Based on MRI, the atrophic changes were pronounced in patients with PPMS compared to healthy controls. Clinicoradiological correlation revealed weak but some correlations between disability measures including ambulation index, arm index and higher cerebral disturbances and MRI findings. Any of the MRI findings did not correlate with expanded disability status scale (EDSS). The number of diffuse brain lesions correlated with attention and information processing, concept formation, reasoning and executive functions, verbal production and learning, visuoperceptual and –constructive functions. All other domains except attention and information processing correlated also with the volume of T2 lesions in brain. The atrophic changes in CNS did not correlated with any of those tests. Among urodynamic findings, detrusor hyperreflexia and DSD correlated with T2 lesion load in brain and hypotonic detrusor was associated with increased numbers of thoracic plaques and with the decreased brain volume. The expression of adhesion molecule VLA-4 on blood lymphocytes and on CSF lymphocytes and monocytes correlated with the total volume of brain lesions and the number of diffuse brain lesions.

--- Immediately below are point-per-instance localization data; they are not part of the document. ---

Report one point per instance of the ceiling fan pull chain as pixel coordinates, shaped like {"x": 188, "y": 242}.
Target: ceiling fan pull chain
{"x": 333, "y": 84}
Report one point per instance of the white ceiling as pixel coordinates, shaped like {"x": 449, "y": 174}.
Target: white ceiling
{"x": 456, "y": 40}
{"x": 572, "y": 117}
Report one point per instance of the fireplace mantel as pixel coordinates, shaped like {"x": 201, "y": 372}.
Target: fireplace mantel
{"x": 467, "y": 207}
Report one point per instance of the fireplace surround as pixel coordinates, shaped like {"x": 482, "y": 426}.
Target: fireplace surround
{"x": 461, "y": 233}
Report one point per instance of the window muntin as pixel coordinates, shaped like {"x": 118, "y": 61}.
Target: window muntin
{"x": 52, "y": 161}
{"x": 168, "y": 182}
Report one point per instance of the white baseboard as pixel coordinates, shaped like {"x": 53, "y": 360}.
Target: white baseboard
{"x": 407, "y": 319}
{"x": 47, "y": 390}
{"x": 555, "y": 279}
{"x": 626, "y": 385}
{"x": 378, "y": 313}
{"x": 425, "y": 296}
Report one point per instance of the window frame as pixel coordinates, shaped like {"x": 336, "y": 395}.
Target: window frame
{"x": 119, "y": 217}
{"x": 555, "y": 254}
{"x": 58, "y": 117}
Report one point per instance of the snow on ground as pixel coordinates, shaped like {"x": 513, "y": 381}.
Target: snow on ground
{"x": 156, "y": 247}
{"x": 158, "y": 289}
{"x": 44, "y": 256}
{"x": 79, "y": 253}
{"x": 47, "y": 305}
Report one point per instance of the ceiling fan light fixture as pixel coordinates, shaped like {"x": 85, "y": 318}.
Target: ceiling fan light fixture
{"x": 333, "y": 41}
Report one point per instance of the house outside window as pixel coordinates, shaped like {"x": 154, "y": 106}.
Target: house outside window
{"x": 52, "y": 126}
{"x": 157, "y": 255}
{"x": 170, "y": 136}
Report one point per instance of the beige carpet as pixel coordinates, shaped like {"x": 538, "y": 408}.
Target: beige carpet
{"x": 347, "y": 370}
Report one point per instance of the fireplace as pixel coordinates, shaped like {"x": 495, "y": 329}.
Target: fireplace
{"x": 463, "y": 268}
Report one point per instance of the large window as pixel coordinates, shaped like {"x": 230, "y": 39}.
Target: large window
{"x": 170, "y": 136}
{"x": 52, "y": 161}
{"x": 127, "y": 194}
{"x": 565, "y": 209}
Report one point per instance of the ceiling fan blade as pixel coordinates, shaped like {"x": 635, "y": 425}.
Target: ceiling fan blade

In summary, this thesis focusing on the identification of clinical, immunological and radiological characteristics of PPMS, showed only weak correlation between clinical parameters and MRI. Patients with PPMS have decline in several cognitive domains that did not differ markedly from those in SPMS. Micturition problems are very common in PPMS and typical urodynamic findings are DSD and detrusor hyperrefleksia. Upregulated expressions of AMs and some cytokines in blood and CSF compared to controls indicate the presence of persistent inflammation even in neurodegenerative subtypes of MS.